In Saudi Arabia, which is considered the center of the Islamic world, there are laws that reduce the working hours of workers during Ramadan. Instead of being expected to report to work from 8 a.m. to 5 p.m., for instance, Muslim workers are allowed to report from 10 a.m. to 3 p.m. to lighten the burden while they’re fasting, Lidasan said.
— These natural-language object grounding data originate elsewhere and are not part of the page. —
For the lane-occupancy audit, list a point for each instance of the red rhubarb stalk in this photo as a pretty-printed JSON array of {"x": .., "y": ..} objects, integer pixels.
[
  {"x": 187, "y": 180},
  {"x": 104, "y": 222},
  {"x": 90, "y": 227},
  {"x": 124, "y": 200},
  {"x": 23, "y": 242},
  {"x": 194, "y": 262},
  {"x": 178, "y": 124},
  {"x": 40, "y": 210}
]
But nothing of the sort is happening in Basilan. “They (the military) are supposed to be running after the Abu Sayyaf but when they drop those bombs, they hit the communities,” Lidasan said. Constant threat for their lives and the fear of being driven away from their homes are conditions that are very “strenuous” for persons who are supposed to refuse food and water the whole day, she said. “They’re supposed to avoid tension because they’ll develop headaches while they are fasting if they don’t.”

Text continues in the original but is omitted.